In his Autumn Statement, Chancellor George Osborne announced an extra £40 million to help increase the number of young people beginning higher apprenticeships. The figures are good news for the engineering industry - which Osborne previously claimed would experience an increase of 30% in apprenticeship applications and, subsequently, a rise in employees taking permanent engineering jobs. The chancellor wants the engineering industry to build on this level of support and, by 2020, have the UK producing double the number of engineers it currently does.
The funding increase, effective for apprenticeships starting in 2013-14 and 2014-15, will see an extra 20,000 people able to enter training. The initiative is part of a wider government focus on education, especially in STEM subjects (science, technology, engineering and maths).
Britain's need for engineers
Dr David Brown, of the Institute of Chemical Engineers, welcomed the Chancellor's announcement as "another positive step in the right direction", but pointed out the importance of sustaining the effort into the future - when Britain will need skilled workers to take up engineering jobs:
"For engineering alone, it is estimated that the UK will need around 87,000 graduate level engineers per year over the next ten years," said Dr Brown. "In 2013 we only expect to produce around 50,000. In addition we have a major shortfall in the 69,000 apprenticeships needed by industry each year."
What is an apprenticeship?
Apprenticeships are a way to help young people take their first steps on a path into a successful career, receiving a wage, academic training and essential hands-on industry experience from their employer as they work.
From an employer's perspective, apprenticeships are an opportunity to train and develop a new generation of skilled workers to benefit their industry long into the future. Three levels of apprenticeship - Intermediate, Advanced and Higher - each translate to a different level of academic qualification: Higher Apprenticeships, on which the Chancellor's initiative focuses, offer the equivalent of an NVQ Level 4.
The government's funding increase will give engineering industry employers the security and confidence to take on new apprentices and meet the demand for skilled industry workers which Dr Brown says is increasing. The Chancellor's funding increase is intended to put employers "at the heart of the system", with apprentices helping to fill gaps in the workforce, bolstering their company's bottom line and even attracting other skilled employees.
For students and prospective apprentices hoping to break into the engineering industry, the funding initiative accompanies a wider effort to bring the UK's workforce back into global competition. With this in mind, the training curriculum for engineering courses in colleges and higher education establishments is also being overhauled as a way of helping students compete with overseas institutions.

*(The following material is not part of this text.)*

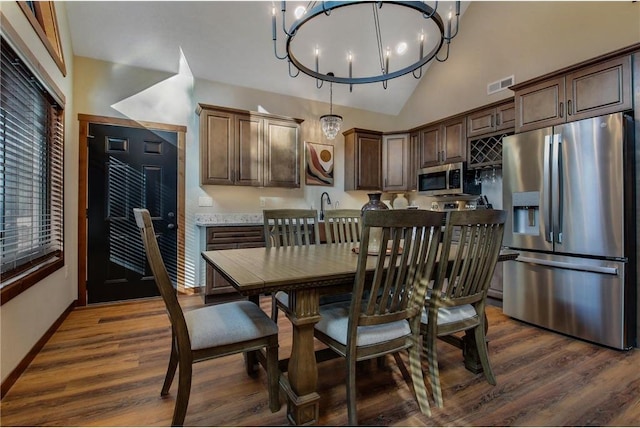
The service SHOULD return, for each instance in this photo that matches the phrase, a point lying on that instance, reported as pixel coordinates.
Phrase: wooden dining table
(305, 272)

The Chancellor's overall message is positive and marks what could be an exciting period for Britain's engineers and engineering industry - with young people becoming inspired to take roles in anything from aeronautics and automotives, to the textile, food, and furniture industries.
"Young people need to be inspired and aspire to become world-class engineers," Dr Brown said, urging the government not to become complacent in its support for STEM disciplines. "This cannot be achieved without sponsorship, placements and engagement with young people and the education sector."